All that being said, depending on the tool you’re using for your A/B testing, we do not recommend using A/A testing as a calibration method. Understanding that the main objective of it is to confirm the tool is properly installed, Google Optimize has, under the Settings part of each experiment, an option for Optimize Installation where you can run a diagnostic that verifies Optimize is correctly installed. It is recommended this be run in all experiments before start. This will give you Errors like “Optimize plugin not found” and Suggestions such as “Anti-flicker snippet not found” (not mandatory).
So, how can I solve my calibration test problem?
We still have the main problem that the A/A test “came” to solve: Making sure my tool implementation is working. So, if you’re not using the A/A test, what should you use? Well, you can always have a controlled environment experiment. This could be an A/B test with expected results or an experiment where you already know the results. If the results ended as expected, the tool is properly installed.
Create two variants in an A/B test and define the weight of one of the variants to 100%.
This means you’re allocating ALL traffic to that specific variant and, because of this allocation, sessions and visits on variant 2 should be 0. If users are seeing variant 2, something is wrong with the tool.

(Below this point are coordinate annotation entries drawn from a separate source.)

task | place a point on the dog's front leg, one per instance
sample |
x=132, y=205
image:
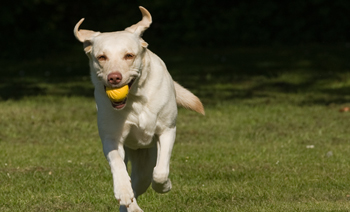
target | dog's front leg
x=161, y=182
x=121, y=181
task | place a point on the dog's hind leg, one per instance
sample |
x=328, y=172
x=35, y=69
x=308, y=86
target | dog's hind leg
x=161, y=182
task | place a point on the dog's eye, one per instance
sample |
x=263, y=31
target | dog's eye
x=102, y=58
x=129, y=56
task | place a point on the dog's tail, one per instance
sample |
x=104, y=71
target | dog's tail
x=187, y=99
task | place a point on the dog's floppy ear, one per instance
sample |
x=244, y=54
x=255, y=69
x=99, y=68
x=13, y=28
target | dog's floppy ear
x=84, y=36
x=142, y=25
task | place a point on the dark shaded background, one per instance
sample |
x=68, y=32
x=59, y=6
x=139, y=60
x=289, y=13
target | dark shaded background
x=41, y=28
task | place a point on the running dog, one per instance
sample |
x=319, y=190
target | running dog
x=142, y=127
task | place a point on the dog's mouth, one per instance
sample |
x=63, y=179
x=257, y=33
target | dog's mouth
x=121, y=104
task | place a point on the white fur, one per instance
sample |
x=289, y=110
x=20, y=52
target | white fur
x=144, y=130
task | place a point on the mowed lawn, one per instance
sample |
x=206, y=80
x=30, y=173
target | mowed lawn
x=273, y=137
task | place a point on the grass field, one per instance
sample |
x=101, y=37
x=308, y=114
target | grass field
x=273, y=138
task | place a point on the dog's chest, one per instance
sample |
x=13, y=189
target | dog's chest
x=139, y=129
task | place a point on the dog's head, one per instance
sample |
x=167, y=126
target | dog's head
x=116, y=57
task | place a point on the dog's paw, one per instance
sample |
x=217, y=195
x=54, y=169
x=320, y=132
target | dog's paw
x=124, y=195
x=162, y=187
x=133, y=207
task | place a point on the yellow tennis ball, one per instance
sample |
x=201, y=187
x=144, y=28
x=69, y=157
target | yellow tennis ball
x=117, y=94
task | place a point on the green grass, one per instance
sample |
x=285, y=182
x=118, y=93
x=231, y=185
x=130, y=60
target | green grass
x=264, y=108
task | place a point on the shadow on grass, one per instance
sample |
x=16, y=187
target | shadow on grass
x=214, y=75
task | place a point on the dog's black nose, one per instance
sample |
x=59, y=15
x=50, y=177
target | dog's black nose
x=114, y=78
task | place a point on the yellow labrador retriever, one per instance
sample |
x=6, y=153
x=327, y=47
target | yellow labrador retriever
x=142, y=127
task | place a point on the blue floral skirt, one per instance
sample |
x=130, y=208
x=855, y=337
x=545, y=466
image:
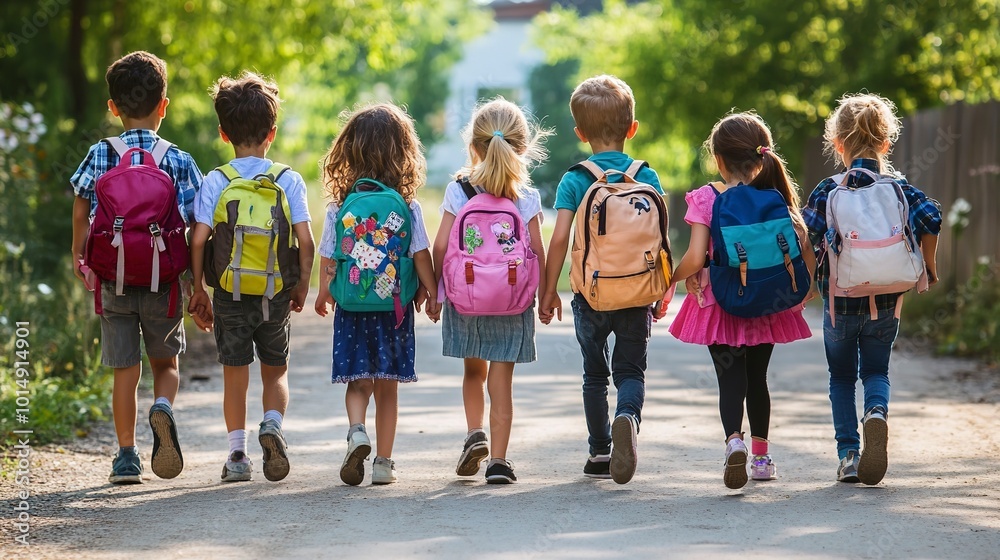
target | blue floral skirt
x=369, y=346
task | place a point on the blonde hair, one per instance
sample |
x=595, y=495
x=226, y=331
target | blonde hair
x=603, y=109
x=864, y=124
x=502, y=147
x=377, y=142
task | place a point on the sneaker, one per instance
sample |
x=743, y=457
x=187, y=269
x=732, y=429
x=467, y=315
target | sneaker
x=238, y=468
x=848, y=469
x=383, y=471
x=500, y=473
x=874, y=460
x=358, y=448
x=272, y=441
x=762, y=468
x=167, y=461
x=623, y=452
x=597, y=466
x=735, y=473
x=126, y=468
x=475, y=452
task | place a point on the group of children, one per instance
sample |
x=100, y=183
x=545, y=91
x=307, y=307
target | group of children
x=378, y=267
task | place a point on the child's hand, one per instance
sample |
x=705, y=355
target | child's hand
x=323, y=303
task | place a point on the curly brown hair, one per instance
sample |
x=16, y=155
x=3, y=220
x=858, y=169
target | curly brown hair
x=377, y=142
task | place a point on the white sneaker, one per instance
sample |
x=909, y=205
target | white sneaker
x=735, y=473
x=358, y=448
x=383, y=471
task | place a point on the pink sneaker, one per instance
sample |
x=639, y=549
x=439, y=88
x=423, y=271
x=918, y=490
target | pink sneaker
x=762, y=468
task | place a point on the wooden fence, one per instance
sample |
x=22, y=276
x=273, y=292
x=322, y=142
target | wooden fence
x=950, y=153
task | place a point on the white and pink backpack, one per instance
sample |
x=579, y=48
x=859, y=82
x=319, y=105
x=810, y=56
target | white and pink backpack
x=870, y=242
x=489, y=268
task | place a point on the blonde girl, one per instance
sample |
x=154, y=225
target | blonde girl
x=501, y=146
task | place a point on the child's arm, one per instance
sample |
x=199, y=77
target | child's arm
x=327, y=270
x=694, y=258
x=928, y=248
x=550, y=304
x=425, y=272
x=538, y=247
x=200, y=306
x=81, y=221
x=307, y=254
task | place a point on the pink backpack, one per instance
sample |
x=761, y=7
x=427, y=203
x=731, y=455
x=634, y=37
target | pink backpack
x=137, y=236
x=489, y=268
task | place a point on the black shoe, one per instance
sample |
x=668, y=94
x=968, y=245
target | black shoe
x=476, y=450
x=598, y=466
x=500, y=473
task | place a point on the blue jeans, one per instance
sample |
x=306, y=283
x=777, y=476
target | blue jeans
x=858, y=346
x=625, y=365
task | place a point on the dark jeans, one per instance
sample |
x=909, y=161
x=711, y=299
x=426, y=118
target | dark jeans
x=625, y=364
x=858, y=346
x=742, y=373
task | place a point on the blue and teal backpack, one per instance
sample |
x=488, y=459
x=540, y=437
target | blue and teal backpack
x=757, y=267
x=374, y=269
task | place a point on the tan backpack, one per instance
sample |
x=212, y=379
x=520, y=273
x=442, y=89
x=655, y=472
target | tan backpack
x=621, y=252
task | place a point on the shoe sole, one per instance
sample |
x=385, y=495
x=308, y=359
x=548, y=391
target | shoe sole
x=735, y=475
x=275, y=457
x=471, y=459
x=874, y=458
x=167, y=461
x=623, y=451
x=353, y=470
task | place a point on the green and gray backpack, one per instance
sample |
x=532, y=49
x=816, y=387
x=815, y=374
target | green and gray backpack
x=374, y=269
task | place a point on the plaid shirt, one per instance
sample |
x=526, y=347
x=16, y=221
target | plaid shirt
x=178, y=164
x=925, y=218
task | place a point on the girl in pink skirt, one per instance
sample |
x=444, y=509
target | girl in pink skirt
x=740, y=347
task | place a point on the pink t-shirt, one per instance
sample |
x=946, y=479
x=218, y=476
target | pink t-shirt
x=701, y=321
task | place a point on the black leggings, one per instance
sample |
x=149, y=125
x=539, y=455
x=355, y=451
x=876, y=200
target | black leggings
x=742, y=373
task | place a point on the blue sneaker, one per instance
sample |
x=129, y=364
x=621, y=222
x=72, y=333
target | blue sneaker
x=126, y=468
x=167, y=461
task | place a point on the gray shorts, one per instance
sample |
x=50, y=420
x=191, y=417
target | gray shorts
x=240, y=325
x=139, y=313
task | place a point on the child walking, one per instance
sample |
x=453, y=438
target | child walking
x=501, y=146
x=740, y=347
x=374, y=227
x=859, y=331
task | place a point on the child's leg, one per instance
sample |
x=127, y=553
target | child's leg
x=592, y=331
x=124, y=403
x=731, y=371
x=386, y=415
x=500, y=382
x=473, y=392
x=841, y=343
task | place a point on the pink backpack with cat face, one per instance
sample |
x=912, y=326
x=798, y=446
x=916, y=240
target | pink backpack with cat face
x=489, y=268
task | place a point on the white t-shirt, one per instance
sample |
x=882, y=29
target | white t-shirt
x=418, y=231
x=529, y=205
x=215, y=182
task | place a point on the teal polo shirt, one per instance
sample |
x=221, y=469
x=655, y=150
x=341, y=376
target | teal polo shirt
x=575, y=182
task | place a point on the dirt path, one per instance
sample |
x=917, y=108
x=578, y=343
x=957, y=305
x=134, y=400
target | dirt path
x=940, y=498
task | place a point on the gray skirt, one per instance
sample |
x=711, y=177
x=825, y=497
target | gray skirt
x=496, y=338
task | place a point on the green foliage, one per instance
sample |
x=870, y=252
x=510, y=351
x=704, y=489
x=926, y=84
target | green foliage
x=963, y=321
x=690, y=62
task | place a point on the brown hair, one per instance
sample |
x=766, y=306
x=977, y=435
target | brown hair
x=743, y=142
x=137, y=82
x=603, y=108
x=502, y=146
x=247, y=107
x=377, y=142
x=865, y=124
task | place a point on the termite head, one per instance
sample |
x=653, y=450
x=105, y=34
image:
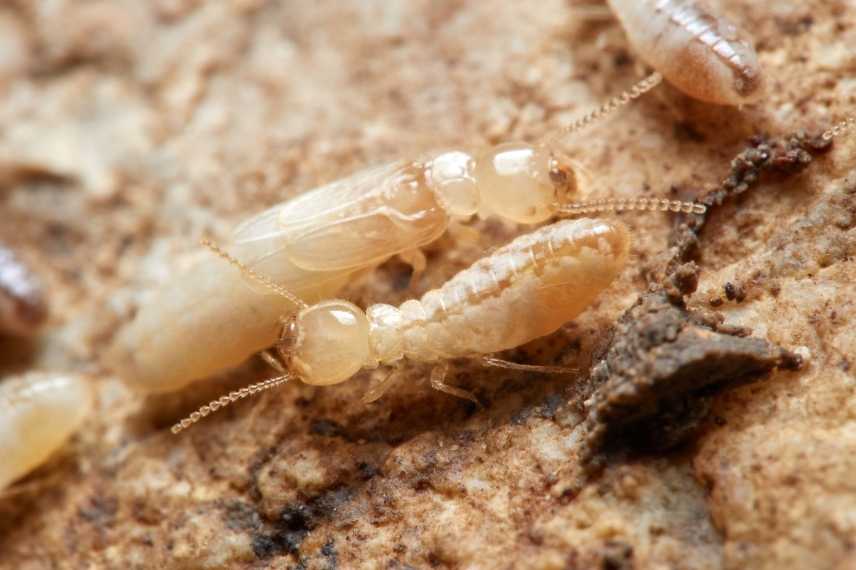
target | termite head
x=330, y=342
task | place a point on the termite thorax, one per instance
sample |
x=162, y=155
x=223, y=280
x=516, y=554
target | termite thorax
x=520, y=182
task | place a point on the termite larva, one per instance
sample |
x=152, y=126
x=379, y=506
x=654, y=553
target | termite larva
x=702, y=54
x=38, y=413
x=524, y=290
x=208, y=319
x=22, y=306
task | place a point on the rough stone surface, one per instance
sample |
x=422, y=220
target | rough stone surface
x=130, y=129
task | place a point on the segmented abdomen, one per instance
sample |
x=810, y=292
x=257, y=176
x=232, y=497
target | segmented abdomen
x=523, y=291
x=703, y=54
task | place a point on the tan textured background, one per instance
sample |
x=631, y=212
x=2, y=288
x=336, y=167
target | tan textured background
x=130, y=129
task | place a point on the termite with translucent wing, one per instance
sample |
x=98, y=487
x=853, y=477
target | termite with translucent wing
x=695, y=49
x=524, y=290
x=207, y=319
x=38, y=413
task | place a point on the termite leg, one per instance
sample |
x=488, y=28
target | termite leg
x=273, y=361
x=378, y=389
x=415, y=259
x=438, y=377
x=500, y=363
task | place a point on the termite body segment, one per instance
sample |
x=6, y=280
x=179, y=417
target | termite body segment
x=23, y=309
x=521, y=292
x=38, y=413
x=209, y=318
x=702, y=54
x=206, y=320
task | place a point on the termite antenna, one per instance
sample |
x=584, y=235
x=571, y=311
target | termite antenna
x=266, y=281
x=839, y=128
x=607, y=108
x=587, y=208
x=227, y=399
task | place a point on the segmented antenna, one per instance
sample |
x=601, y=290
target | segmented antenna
x=586, y=208
x=227, y=399
x=839, y=128
x=615, y=103
x=266, y=281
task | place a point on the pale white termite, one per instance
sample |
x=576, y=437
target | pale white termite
x=523, y=291
x=23, y=310
x=699, y=52
x=38, y=413
x=207, y=319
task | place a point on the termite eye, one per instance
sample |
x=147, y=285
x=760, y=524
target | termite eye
x=515, y=182
x=451, y=176
x=332, y=342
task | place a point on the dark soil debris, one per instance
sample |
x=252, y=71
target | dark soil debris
x=654, y=383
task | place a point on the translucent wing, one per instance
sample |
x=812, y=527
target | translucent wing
x=348, y=224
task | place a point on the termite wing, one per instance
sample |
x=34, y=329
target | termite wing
x=208, y=319
x=522, y=291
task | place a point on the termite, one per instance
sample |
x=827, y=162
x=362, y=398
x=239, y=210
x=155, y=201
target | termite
x=207, y=319
x=23, y=309
x=699, y=52
x=38, y=413
x=523, y=291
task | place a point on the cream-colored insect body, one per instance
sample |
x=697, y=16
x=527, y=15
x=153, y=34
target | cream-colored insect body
x=38, y=413
x=523, y=291
x=23, y=310
x=207, y=319
x=702, y=54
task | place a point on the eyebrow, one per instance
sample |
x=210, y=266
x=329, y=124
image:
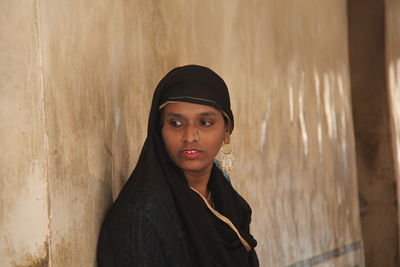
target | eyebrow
x=205, y=114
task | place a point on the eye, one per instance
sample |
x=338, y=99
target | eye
x=205, y=123
x=175, y=123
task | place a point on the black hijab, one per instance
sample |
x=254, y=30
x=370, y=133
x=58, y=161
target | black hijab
x=214, y=243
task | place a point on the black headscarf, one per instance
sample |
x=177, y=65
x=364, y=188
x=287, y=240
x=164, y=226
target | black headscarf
x=214, y=243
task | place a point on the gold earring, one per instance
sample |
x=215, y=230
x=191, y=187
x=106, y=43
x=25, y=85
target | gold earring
x=227, y=158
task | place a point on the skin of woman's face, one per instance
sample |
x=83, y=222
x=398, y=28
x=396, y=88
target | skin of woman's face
x=193, y=135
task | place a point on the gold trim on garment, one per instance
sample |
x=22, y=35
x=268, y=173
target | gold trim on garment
x=225, y=220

Another example, set up a Page Targeting to a URL that does not exist. Unless users know that specific URL, the experiment should have NO sessions or users going through. Again, if sessions are showing here, there’s probably something wrong with the tool.
NOTE: If your site is configured to redirect users from a 404 page to an actual real page, you may have a problem here, so keep that in mind.
Once you have your A/A test set up, a couple of things to consider are:
Give it time: In general, Google documentation says that two weeks, at least, is the minimum you should run your experiment for the tool to gather enough data to process a winner.
Keep an eye on the everyday results: You’re not running a regular test where you can just set it up and leave it running until a result comes up. Look at the data the tool collected compared with the previous day, and see if there are any major modifications. This should give you a hint if one of the variants is performing better than the other – when it shouldn’t. This check does not need to take more than 5 minutes.
A/A tests are susceptible to false-positive: As mentioned before, a false positive can happen and if it does, you may have to rethink the method you’re using for the A/A test.
A/A test is a non-typical type of test: Because the A/A test goes against what an A/B test should be, you may have different and/or nonlinear results. Somehow this is expected, so don’t be alarmed. If you’re not happy with the results, you can always set a new experiment.
Don’t mix oranges and apples: Just because someone used a specific tool and the A/A test was inconclusive, it doesn’t mean that tool is better than Optimize. Each tool uses different approaches to measure experiment results. Most of them use a frequentist-based analysis of the results over the life of the experiment. Which means that this method takes conclusion from sample data by emphasizing the frequency or proportion of the data.
Don’t do the A/A test: You read right. A/A tests are not mandatory and more often than not, they are only for the marketer’s piece of mind that the tool is working. Google Optimize has a diagnostic tool inside each experiment and a preview mode you can check to make sure the experiment will run as expected. So take advantage of it.
Finally, there’s no need to create a whole process for a test that goes against the main purpose of the tool, takes more time than usual (depending on the amount of data), and could return something you don’t want to “hear”, putting you into a ghost chase.